The sound of a heavy piece of massive bronze dragging between stone latches echoed throughout the entire place, making Liu Sang cover his ears with his hands.
When the sound ceased, the door was still closed.
"We're not there yet, but almost." Xiazi scratched his chin thoughtfully.
"The trigrams," Xiaoge said, trying to observe Wu Xie's face, but it was more expressionless than his own.
"Of course." Xiazi shook his finger as if he was forgetting the most obvious thing in the world.
"Wu Xie, you now draw the trigrams exactly in the sequence they are combined on the seal."
Xiaoge again tried to see the seal more clearly, but he still only saw broken points of what Hei Xiazi could see as a whole.
Hei Xiazi, however, had no idea what the sequence was or even if there was one. He had bets and guesses, like he always did.
Wu Xie raised two fingers and started tracing invisible designs over the doors. With each sequence of strokes, the sound of a new metal gear echoing inside the doors overlapped the previous one.
When he traced the last combination, he brought his palm to the center of the seal again, and then the entire seal glowed visibly for everyone, as well as all the trigram combinations that Wu Xie had drawn on the door.
Circling the seal, two dragons flashed and disappeared, as did all the golden light. And the doors began to drag themselves through the stones uneven by time, forcing themselves open, causing the surrounding environment to shudder with the movement of the huge pieces.

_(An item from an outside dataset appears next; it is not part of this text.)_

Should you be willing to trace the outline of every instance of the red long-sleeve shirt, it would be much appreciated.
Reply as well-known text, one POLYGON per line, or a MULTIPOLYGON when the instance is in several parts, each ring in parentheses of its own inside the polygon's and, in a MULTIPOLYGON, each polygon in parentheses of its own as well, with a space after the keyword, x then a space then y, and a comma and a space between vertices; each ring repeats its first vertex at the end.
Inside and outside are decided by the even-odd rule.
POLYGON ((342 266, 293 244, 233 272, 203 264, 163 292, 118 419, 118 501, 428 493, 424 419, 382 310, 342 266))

That's when the smell of blood really reached everyone.
Xiaoge worried, it wasn't the smell of human blood. Besides, what they had come here looking for wasn't just any kind of living thing for it to bleed.
"Wu Xie," Xiaoge called to his friend, who was still in the same place, looking into the darkness of the closed chamber.
"I guess whatever we were looking for," Wu Xie replied, "it's not what we found." He lifted the flashlight again and flicked it on, stepping through the door.